2011 DISTINGUISHED ALUMNI RECIPIENT

PhD 1977, Sociology

Professor and Chair, Department of Sociology, University of Colorado-Boulder

Michael L. Radelet is Professor, Department of Sociology, University of Colorado-Boulder. He served for 22 years on the faculty at the University of Florida before moving to Boulder in 2001. He was Chair of the Sociology Departments at the University of Florida from 1996-2001 and the University of Colorado from 2004-2009. In addition to his degree work, Radelet completed two years of postdoctoral training in the Department of Psychiatry, University of Wisconsin Medical School.

Radelet’s research focuses on capital punishment, especially the issues of erroneous convictions, racial bias, public opinion, and medical involvement. In 1987 he coauthored (with Hugo Adam Bedau) a paper in Stanford Law Review that documented some 350 defendants who were erroneously convicted of potentially capital crimes, a paper that is widely credited with introducing the problem of erroneous convictions into the modern death penalty debate.

Among his studies on race and death sentencing was one in Illinois, conducted for Governor George Ryan and used by the governor as part of the rationale for commuting 167 death sentences in 2003. More recently, Radelet has coauthored (with Glenn Pierce) a series of statewide studies on race and death sentencing for the Death Penalty Moratorium Project, American Bar Association. This spring Radelet and Pierce will publish papers on race and death sentencing in North Carolina (North Carolina Law Review) and East Baton Rouge Parish (Louisiana Law Review).

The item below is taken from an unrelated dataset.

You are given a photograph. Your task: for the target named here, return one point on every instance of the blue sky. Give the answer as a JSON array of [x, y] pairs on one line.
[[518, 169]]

Radelet works closely with international organizations such as the United Nations and Amnesty International on death penalty issues. In recent years he has been especially involved in death penalty projects in China, Taiwan, Viet Nam, Zimbabwe, and several European countries.

While in Florida, Radelet worked with scores of death row inmates and went through last visits with approximately 50 inmates. He has testified in 76 death penalty cases and in front of legislative committees in a dozen states. He also works closely with families of homicide victims.